良 三 山田さ。……また朝鮮から出て来たから、土曜の晩にでも、一緒に飯を食いたいって云って寄来したのだ。
やす子 そうお。よくお出られになるのね。そのくらい自由が利けば、朝鮮も悪くありませんわね。うちへお呼びしてもよろしいことよ。(夕刊を取ろうとして、一つの封書に目をつける。ふと、意外だという表情)
まあ! 一寸。(手紙を取りあげる)柳田さんの奥さんから何か来ましてよ、噂すれば影ね――何でしょう、まさ子ってあの方でしょう?
良 三 (読みかけの手紙からチラリとその方を見)へえー、何だろう、まさ子ならそうだね。(読み終ったのを手早く封筒に入れ、やす子の出す、灰色っぽい手紙をとる。裏表をかえして見)何が起ったんだろう。
やす子 (箸箱へ、良人と自分との箸をしまいながら、時々くり拡げられる巻紙を見る)短いじゃあありませんの。
良 三 うむ。

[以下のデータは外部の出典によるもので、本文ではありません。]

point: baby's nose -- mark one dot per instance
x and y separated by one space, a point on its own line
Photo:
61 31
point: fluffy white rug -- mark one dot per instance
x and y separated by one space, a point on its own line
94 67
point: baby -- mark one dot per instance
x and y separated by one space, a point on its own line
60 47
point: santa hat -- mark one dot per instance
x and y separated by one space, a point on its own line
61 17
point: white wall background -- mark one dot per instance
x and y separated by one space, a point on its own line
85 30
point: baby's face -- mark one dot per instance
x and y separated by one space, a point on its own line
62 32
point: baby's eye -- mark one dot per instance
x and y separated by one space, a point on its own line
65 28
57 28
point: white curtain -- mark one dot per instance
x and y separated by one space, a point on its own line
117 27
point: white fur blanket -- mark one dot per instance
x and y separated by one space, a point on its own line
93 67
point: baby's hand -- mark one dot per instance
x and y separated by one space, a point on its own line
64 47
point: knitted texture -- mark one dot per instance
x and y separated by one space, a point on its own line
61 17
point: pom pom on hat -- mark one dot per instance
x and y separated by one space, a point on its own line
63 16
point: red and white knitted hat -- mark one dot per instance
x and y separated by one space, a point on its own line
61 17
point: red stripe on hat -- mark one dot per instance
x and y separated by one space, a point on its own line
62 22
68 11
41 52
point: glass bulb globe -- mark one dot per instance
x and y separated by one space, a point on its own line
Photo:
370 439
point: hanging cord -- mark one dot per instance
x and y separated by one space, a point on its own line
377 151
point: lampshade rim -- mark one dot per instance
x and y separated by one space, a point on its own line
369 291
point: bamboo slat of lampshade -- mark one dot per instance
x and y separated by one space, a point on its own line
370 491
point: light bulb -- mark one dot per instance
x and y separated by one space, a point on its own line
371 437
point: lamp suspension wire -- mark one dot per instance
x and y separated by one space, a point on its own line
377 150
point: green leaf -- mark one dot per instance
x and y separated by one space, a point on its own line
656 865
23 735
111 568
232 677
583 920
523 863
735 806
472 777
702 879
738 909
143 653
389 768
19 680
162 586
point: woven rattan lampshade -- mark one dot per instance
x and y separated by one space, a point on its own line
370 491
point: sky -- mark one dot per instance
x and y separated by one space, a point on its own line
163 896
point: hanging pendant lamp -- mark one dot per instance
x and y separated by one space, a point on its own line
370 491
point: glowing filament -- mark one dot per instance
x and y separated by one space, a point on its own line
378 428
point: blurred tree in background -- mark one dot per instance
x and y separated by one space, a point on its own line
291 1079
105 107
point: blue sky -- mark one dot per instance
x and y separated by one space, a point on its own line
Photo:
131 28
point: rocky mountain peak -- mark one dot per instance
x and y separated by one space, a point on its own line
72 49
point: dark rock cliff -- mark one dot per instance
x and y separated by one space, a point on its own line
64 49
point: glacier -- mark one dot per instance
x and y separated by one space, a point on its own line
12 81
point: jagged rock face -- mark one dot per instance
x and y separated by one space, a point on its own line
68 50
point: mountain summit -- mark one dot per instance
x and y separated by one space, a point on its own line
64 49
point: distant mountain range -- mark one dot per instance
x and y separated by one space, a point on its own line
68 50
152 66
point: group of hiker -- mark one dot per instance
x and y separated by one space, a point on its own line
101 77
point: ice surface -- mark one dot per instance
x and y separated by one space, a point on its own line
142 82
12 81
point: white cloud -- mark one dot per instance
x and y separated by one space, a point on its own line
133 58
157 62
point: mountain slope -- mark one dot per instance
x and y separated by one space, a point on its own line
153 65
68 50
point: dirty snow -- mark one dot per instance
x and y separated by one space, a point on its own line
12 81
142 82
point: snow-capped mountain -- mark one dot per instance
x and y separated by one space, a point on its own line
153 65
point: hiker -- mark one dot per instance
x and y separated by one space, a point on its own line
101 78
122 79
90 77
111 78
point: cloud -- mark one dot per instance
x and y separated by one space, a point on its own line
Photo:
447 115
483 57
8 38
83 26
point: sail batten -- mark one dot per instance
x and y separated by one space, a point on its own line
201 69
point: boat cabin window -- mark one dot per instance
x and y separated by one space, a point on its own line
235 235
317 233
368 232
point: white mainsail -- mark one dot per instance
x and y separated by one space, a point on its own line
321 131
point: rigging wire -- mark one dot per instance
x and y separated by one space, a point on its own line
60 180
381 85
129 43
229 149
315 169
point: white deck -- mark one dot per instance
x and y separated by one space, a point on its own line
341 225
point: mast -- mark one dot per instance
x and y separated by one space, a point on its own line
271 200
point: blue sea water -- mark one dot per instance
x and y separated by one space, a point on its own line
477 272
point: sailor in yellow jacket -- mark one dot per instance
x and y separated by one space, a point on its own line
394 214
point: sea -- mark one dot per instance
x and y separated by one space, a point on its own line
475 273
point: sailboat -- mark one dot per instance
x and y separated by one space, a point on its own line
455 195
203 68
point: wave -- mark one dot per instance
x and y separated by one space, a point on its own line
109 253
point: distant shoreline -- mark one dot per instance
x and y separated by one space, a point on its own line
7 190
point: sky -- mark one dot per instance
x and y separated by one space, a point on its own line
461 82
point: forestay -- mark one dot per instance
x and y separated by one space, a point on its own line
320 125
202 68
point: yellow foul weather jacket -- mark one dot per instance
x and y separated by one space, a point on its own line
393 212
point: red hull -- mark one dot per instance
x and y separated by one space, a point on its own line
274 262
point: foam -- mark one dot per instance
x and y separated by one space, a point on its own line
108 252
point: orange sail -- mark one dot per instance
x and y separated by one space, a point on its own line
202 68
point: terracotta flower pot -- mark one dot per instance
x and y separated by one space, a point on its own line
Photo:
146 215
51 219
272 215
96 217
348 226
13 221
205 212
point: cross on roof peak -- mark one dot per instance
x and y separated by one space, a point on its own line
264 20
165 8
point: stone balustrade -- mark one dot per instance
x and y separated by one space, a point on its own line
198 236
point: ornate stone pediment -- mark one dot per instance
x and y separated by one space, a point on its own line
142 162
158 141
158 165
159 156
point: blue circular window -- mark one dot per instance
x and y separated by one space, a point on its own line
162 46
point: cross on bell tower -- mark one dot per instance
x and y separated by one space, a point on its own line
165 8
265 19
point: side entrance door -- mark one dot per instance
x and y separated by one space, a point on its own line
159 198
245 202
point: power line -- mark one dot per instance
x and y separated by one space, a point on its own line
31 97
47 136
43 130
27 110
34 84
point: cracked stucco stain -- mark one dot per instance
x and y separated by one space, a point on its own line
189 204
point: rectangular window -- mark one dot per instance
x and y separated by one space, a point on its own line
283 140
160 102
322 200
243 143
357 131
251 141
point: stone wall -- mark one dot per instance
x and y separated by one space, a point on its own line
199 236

(注意を全く手紙に奪れている。読むにつれて、次第に陰気な、険しい表情が眉宇《びう》の間に漲って来る)
やす子 (それに心付き、心配そうに小声で訊く)どうなすったの?
良 三 (無言。口元が激した感情で、次第に緊張して来る。読み終ると、ぞんざいに、巻紙を拡げたまま卓子《テーブル》の上になげ出す)フム!(溜息と共に吐く)
やす子 (思わず愕然とする)まあ! どうなすったのよ、ほんとに。(手紙と良三を素早く見較べる)何と云ってお寄来しになりましたの、見てもいいでしょう?(手紙を取ろうとする)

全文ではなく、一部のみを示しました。